In 2018, new guidelines proposed a phased approach, based on how high the risk is
If a person has already had a cardiovascular incident, such as a heart attack, a doctor may suggest using both ezetimibe and statin. The Guidelines also prescribe the introduction of a PCSK9 inhibitor for those at very high risk.
The guidelines also remember, however, that PCSK9 inhibitors are costly, and insurance providers can not cover their expenses.

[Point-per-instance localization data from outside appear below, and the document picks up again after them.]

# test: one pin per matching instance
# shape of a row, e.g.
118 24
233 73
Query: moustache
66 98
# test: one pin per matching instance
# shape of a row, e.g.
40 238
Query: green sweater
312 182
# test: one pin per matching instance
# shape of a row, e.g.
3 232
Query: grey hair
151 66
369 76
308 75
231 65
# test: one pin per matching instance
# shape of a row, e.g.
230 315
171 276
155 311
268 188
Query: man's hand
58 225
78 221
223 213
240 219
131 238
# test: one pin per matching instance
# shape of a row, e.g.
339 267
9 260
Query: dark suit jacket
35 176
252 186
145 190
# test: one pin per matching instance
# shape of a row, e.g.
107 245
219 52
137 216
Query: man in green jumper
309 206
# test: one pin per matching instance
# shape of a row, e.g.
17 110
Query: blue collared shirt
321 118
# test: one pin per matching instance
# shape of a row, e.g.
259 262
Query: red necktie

This choice is likely to be for those with a very high risk only, for that reason.
The use of statins has caused some debate, as they may have side effects like other medications.
- statin-induced myopathy (a muscle tissue disease)
- a slightly greater risk of diabetes and diabetes complications, though this is hotly debated
A person should not stop taking a statin without speaking to a doctor, as they may increase their risk of cardiovascular problems.
A doctor might recommend:
- switching to a different medication
- increasing efforts to reduce cholesterol through lifestyle changes
Complications of high cholesterol
People have in the past targeted reducing cholesterol to a target level, for example, below 100 mg / dL, but this is no longer the case.
Randomized, randomized clinical trials did not provide enough evidence to support a clear target for treatment.
Most physicians can also use goals to help direct the therapy, however.
10-year risk of a heart attack
Cholesterol levels play a major role in the likelihood that a person will suffer a heart attack within the next 10 years.
The National Heart, Lung, and Blood Institute offers a cardiovascular risk calculator online.
It measures the risk according to these factors, using research evidence:
- cholesterol levels
- smoking status
- blood pressure
This calculator is regarded as an important method for determining cholesterol levels and their risk by guidelines published in 2018.